Was ist also die Antwort? Ich glaube nicht, dass Sexismus dadurch gelöst werden kann, dass man etwas einfach auf den Kopf stellt. Es geht darum, einen neuen Raum zu schaffen, ein neues Regelwerk, von dem alle profitieren. Es funktioniert nicht, wenn ein Geschlecht das andere dominiert, und das lässt sich auch nicht umkehren. Ich glaube, dass der Wert der Hape-Reihe darin besteht, eine Diskussion über diese komplexen Themen anzustoßen. Ihre Arbeit stellt auch Bergers Bemerkungen in Frage. Was wäre, wenn wir statt des Geschlechts des Subjekts stattdessen das Geschlecht des Erstellers ändern könnten? Was würde sich ändern, wenn der Schöpfer eine ähnliche Anatomie wie das Subjekt hätte und daher dessen Tiefe verstehen würde? Das ist ein starker Gedanke, wenn man bedenkt, dass Berger in seinem Buch kein einziges Kunstwerk einer Frau erwähnt hat.
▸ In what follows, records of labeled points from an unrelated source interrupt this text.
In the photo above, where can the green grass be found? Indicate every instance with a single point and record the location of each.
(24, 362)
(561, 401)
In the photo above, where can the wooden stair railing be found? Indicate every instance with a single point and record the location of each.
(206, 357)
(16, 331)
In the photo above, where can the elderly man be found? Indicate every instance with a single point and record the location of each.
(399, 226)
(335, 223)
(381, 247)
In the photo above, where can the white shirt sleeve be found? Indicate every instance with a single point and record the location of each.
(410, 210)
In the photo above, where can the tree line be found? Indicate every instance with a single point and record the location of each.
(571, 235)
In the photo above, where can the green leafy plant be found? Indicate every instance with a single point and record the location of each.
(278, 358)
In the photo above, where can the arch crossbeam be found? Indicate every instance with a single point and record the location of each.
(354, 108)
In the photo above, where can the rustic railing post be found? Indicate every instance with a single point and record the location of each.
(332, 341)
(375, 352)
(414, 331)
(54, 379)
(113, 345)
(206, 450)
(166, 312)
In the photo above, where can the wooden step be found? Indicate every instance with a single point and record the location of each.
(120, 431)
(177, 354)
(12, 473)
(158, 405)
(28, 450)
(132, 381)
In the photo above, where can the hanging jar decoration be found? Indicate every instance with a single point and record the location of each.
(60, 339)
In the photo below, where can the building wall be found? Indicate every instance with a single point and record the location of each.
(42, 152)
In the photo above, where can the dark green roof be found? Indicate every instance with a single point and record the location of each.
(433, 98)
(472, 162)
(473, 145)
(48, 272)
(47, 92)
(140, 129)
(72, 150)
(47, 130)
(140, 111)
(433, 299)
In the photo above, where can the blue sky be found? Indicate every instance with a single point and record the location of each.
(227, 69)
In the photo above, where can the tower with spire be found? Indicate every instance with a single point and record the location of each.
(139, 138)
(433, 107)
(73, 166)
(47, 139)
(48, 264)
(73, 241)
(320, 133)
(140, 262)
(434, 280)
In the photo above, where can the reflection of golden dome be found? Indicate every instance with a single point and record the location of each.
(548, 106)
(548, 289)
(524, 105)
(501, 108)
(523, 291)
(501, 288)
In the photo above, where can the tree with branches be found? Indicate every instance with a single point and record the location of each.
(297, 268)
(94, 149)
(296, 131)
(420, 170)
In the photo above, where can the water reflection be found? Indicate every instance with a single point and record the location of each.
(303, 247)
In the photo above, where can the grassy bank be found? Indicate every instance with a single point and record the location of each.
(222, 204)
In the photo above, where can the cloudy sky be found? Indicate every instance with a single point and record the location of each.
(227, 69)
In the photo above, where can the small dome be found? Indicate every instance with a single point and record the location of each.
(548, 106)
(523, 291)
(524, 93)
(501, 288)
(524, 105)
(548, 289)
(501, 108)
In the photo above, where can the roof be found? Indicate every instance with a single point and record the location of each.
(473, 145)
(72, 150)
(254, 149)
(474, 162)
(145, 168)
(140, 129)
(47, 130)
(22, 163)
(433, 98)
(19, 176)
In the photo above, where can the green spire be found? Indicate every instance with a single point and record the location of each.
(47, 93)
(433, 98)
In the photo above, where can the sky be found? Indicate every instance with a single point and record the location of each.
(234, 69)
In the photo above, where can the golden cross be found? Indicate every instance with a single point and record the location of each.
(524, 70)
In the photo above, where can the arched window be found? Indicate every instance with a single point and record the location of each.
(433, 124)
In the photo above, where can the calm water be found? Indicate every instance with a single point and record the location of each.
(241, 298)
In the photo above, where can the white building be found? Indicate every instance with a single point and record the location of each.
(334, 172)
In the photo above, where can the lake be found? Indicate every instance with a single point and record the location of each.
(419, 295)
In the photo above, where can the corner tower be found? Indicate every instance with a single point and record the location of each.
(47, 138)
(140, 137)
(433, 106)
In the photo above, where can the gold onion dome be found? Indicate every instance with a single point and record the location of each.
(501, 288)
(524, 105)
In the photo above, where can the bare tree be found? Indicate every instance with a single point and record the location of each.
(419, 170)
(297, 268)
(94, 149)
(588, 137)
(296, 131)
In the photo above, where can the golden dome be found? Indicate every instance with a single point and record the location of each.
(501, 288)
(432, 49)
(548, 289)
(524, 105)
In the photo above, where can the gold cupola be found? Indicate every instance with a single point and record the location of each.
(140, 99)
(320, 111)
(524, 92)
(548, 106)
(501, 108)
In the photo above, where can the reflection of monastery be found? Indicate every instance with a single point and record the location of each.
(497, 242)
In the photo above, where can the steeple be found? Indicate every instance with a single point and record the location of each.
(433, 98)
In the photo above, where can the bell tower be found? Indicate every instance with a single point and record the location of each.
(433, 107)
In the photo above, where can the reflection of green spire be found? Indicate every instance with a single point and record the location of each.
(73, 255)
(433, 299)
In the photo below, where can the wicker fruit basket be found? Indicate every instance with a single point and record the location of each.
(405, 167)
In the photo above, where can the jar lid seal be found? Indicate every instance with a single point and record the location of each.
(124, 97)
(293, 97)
Warum sie sich auf Newton bezog, erklärt Hape: „Ich wollte kein Nischenprojekt machen, sondern suchte nach einer starken Referenz, die viele Leute kennen, um etablierte Sehgewohnheiten herauszufordern.“ Hier ist sie auf jeden Fall auf dem richtigen Weg: Manchmal braucht man eine starke Referenz, um lang gehegte Annahmen in Frage zu stellen. Die Diskussion kann zu größeren und wichtigeren Veränderungen führen – und letztendlich den Weg zur Gleichberechtigung ebnen.